The Last Black Man in San Francisco(6/15/2019)
Indie comedies of the Wes Anderson and Noah Baumbach variety are often described as being “unbearably white,” an insult that seems to have less to do with the number of Caucasians in the cast (they aren’t any less diverse than any number of movies) and more to do with how their quirky sensibilities display a sort of privileged point of view that is generally associated with whiteness. Joe Talbot’s The Last Black Man in San Francisco in some ways feels like an attempt to apply a similar sort of indie quirkiness to a movie that is decidedly “black” and about people who are rather specifically not privileged. It tells the story of Jimmie Fails, which is the name of both the character and the actor that potrays him, who is obsessed with this large San Francisco house that his father once owned and which is now in the possession of two old white people. From the film’s provocative title (which is not literal) I had expected it to be something of a Spike Lee style polemic about gentrification but the actual movie is a bit more relaxed than that. The movie take great pains not to blame those new white owners (who seem like perfectly nice and reasonable people) or really any other individuals for the sense of loss that Fails is feeling. That’s a nicely mature and nuanced take on the subject, which I certainly like in theory but there is a fine line between making a nuanced argument and just sort of not bothering to make an argument at all. In some ways I think the film’s avoidance of standard exposition (another trait I should like in theory) undermines it a little.
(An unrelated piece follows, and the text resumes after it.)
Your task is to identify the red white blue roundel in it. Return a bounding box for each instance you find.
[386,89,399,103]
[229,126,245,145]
It took a while to fully get what Fails’ story really comes down to and I think some flashbacks to “the good times” might have given a better idea of why he’s so angry about the present because as someone who’s never been to San Francisco and who’s generally indifferent to it I’m not very connected to what he’s mourning. This is ultimately a movie I respect more than I like. I can kind of see what it’s going for and can admire aspects of its execution, but I didn’t particularly enjoy watching it.
**1/2 out of Five
The Fall of the American Empire(6/16/2019)
Titling Denys Arcand’s latest film The Fall of the American Empire, thus implying that it is another sequel to The Decline of the American Empire and The Barbarian Invasions, was probably a savy commercial move as it got my attention and got me to go out to see one of Arcand’s movies for the first time since 2003. However, this movie actually has no direct connection to those earlier movies and that isn’t necessarily a bad thing because what it actually is is kind of neat. The film concerns an underemployed intellectual who finds himself witnessing a robbery through sheer coincidence and after the burglars all kill each other he realizes he can pick up the loot himself and run off with it. From there he finds himself sitting on millions of dollars in cash with no idea how to launder it. From there it becomes a story that somewhat represents “Breaking Bad” in that it’s about a nerdy intellectual taking part in the minutia of the criminal underworld, but it never gets as dark as that show. The protagonist is in legitimate danger and there is some violenct in the movie, but the slightly contrived situation allows him to be engaging in a more or less victimless crime and he remains likable throughout. Arcand is not much of a visual stylist, which is a bit more of a problem here given the genre elements. There are also elements of the film that don’t ring particularly true like the love interest that emerges midway through the movie but the core of the movie, which is a deeply cynical look at the inner workings of capitalism, does come through and the film’s comedic elements make it a rather enjoyable watch throughout.
**** out of Five
As streaming has emerged as a major force in cinema I’ve been very supportive of streaming services like Amazon that respect the theatrical window and let their films play on the big screen before coming to the internet. I feel this way because I sternly believe the theater is the ideal place for most movies to be enjoyed regardless of budget and that at times even the smallest of movie are the ones that most benefit from a distraction free environment or from a larger format. That having been said, Amazon probably could have sent Late Night straight to streaming and it would have been fine. In fact Late Night seems like a pretty textbook example of a movie that seems impressive at Sundance but proves to be a lot less interesting to the general public. The film, a story about a struggling late night comedy show fronted by a middle aged lady played by Emma Thompson which gets a needed boost after adding a lady played by Mindy Kaling to its all white and male writing staff. I can definitely see why a group of people who spend a lot of time talking about representation in comedy on Twitter, but to general audiences the whole thing might be a bit inside baseball. What it certainly isn’t is particularly funny. This is a movie that’s literally set in a comedy show’s writers room, which should be an environment filled with ribald banter, but instead it feels like little more than the most mildly of amusing workplace comedies. This is a problem considering that this is a movie that spends a lot of time chastising its own characters for settling for mediocrity rather than really stretching the boundaries of their form and that feels kind of hypocritical given that this is a movie that feels pretty comfortable being mediocre.